How Grasshopper uses BigQuery and Cloud Dataflow for their real-time financial data app
For the past year, we’ve been working with Grasshopper, a proprietary trading firm based in Singapore, to scale its custom-built data processing platform. Grasshopper’s technology powers their use of time-series data in financial markets, providing information to evaluate liquidity or liquidity risks in those markets. The firm uses Google Cloud Platform (GCP) extensively to store, process and analyze large volumes of real-time market and trading data globally. It specifically uses BigQuery and Cloud Dataflow to make near real-time trading decisions and develop trading strategies. Solace PubSub+ event brokers move events dynamically and in real time, to and from BigQuery via Cloud Dataflow.

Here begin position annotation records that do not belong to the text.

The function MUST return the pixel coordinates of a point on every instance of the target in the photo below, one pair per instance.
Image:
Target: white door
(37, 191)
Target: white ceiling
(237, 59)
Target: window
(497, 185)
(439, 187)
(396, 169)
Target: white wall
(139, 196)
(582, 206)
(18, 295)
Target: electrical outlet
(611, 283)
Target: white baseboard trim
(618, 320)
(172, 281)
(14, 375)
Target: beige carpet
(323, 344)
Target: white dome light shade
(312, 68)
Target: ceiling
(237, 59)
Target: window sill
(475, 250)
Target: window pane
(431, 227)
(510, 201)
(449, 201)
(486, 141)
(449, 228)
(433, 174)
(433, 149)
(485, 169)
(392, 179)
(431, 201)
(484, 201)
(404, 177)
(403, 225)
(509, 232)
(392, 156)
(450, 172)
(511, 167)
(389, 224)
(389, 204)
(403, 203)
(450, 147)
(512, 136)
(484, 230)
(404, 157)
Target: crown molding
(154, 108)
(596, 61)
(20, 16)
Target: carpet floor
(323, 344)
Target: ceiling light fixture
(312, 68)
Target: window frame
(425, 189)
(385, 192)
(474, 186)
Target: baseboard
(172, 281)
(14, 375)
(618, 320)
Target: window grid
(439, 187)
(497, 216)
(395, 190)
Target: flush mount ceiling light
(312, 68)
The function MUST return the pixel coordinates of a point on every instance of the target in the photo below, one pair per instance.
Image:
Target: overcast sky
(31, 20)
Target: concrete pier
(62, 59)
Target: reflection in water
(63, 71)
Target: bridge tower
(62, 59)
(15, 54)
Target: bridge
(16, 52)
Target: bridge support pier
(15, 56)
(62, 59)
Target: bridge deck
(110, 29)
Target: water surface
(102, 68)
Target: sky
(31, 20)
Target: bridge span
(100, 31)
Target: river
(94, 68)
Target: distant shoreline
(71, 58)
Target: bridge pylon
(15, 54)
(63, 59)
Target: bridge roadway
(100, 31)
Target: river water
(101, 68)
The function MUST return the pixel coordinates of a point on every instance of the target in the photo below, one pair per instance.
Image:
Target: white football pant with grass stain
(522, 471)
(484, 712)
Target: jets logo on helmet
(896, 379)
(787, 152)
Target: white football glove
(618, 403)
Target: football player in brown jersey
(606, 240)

Grasshopper’s primary goal in adopting GCP was to improve and scale its quantitative research capabilities by creating a research infrastructure accessible to team members that doesn’t limit their work. The firm needed reliable, accurate and stable data processing pipelines.
Grasshopper’s small team has to use technology strategically. Grasshopper designed Ahab, an Apache Beam-based Java application, as a high-performance data processing pipeline that uses real-time market data to calculate the value of the order book—a dynamic list of buy and sell orders that dictates stock pricing—from real-time market data received from multiple stock exchanges. The order book is the foundation for many trading and analytics applications. Ahab then ingests the end result to BigQuery, GCP’s fully managed data processing and analysis tool, utilizing the tool’s availability and scalability.

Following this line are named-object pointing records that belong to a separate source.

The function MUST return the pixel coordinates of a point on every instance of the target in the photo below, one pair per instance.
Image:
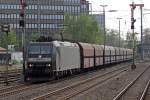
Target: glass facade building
(43, 16)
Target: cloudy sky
(123, 11)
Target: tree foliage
(82, 28)
(129, 40)
(9, 39)
(146, 36)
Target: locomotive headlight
(49, 65)
(30, 65)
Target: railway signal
(6, 28)
(22, 25)
(133, 6)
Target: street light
(119, 31)
(104, 31)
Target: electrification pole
(142, 51)
(104, 31)
(133, 66)
(119, 32)
(133, 6)
(22, 25)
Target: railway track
(12, 75)
(24, 87)
(126, 89)
(145, 91)
(79, 87)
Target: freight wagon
(48, 60)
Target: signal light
(21, 14)
(21, 23)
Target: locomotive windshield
(34, 50)
(40, 49)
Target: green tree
(82, 28)
(10, 39)
(112, 38)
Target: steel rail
(145, 90)
(129, 85)
(73, 85)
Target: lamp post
(119, 32)
(104, 31)
(6, 28)
(22, 25)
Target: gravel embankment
(27, 95)
(110, 89)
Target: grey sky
(123, 11)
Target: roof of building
(2, 49)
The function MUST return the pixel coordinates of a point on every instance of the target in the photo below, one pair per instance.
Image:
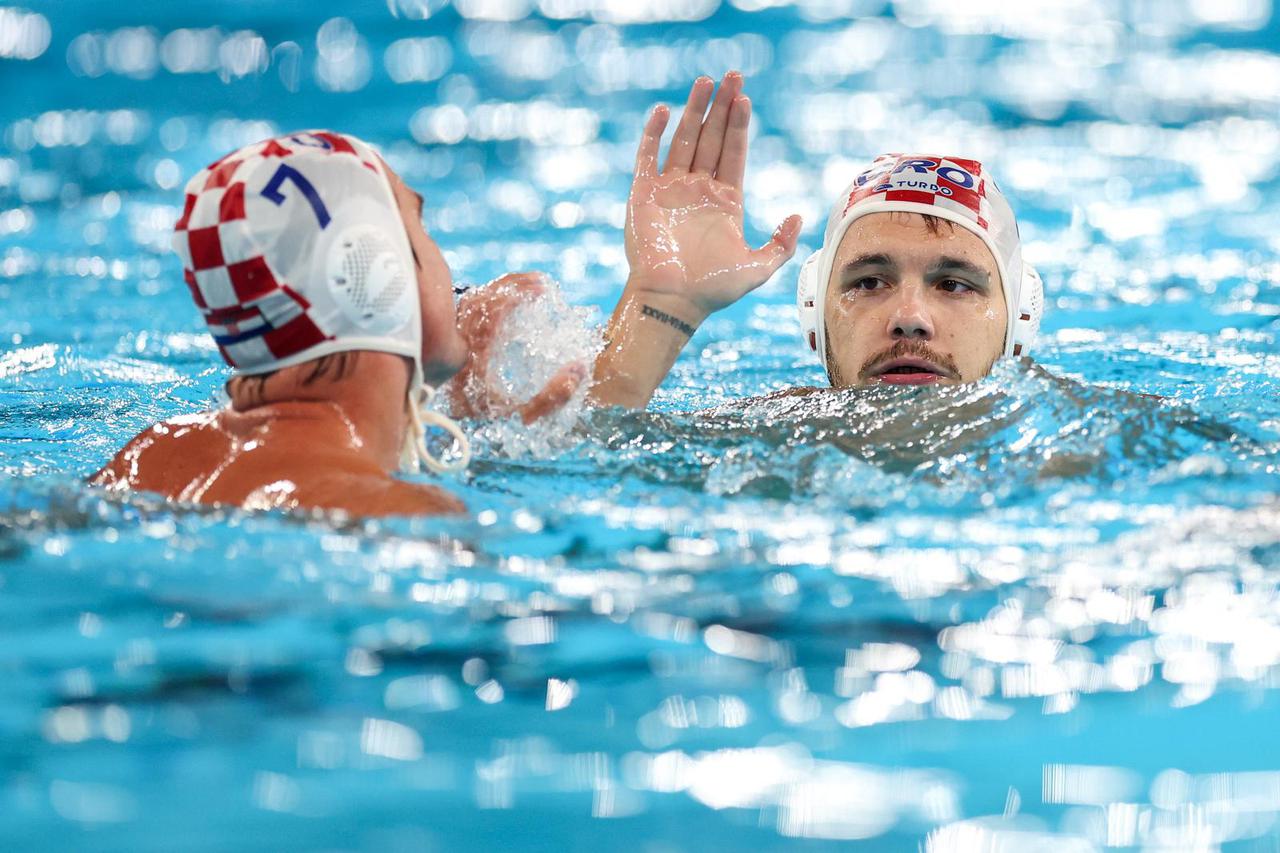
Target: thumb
(780, 249)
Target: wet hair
(935, 224)
(333, 366)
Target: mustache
(909, 350)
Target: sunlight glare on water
(1040, 612)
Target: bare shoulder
(165, 454)
(364, 495)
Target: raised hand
(481, 311)
(684, 241)
(684, 235)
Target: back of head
(295, 249)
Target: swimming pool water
(1034, 614)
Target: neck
(364, 401)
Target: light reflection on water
(1034, 614)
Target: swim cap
(952, 188)
(295, 249)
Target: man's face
(443, 349)
(908, 304)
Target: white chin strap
(421, 415)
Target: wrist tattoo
(673, 322)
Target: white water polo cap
(295, 249)
(956, 190)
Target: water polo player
(307, 258)
(919, 278)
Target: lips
(909, 372)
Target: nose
(909, 319)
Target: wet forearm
(645, 336)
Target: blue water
(1034, 614)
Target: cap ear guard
(807, 300)
(1031, 309)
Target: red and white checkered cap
(954, 188)
(295, 249)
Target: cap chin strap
(420, 416)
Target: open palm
(684, 236)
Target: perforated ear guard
(807, 301)
(1031, 309)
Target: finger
(557, 392)
(685, 141)
(712, 138)
(647, 158)
(732, 163)
(780, 249)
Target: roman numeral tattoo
(673, 322)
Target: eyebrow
(947, 264)
(874, 260)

Before Ahab, Grasshopper relied on a solution developed in-house on Cassandra. The operational burden to maintain this technology stack, add new features and scale fast enough to meet future needs was extremely difficult to manage, particularly without a dedicated team to handle both the required infrastructure and applications. Grasshopper shifted to GCP to design and build Ahab, allowing the firm’s data engineering team to focus on data science rather than infrastructure maintenance.
Grasshopper’s quantitative analysts (known as quants) rely on the ability to process huge amounts of data in a precise and accurate way, to interact with rapidly changing financial markets. This allows for their trading research platforms to scale according to market conditions. For example, when markets are more volatile and produce more market data, the analysts have to be able to adjust accordingly. This solution allows the team to know that the data is reliable, correct and scalable, without having to worry about capacity or performance limitations.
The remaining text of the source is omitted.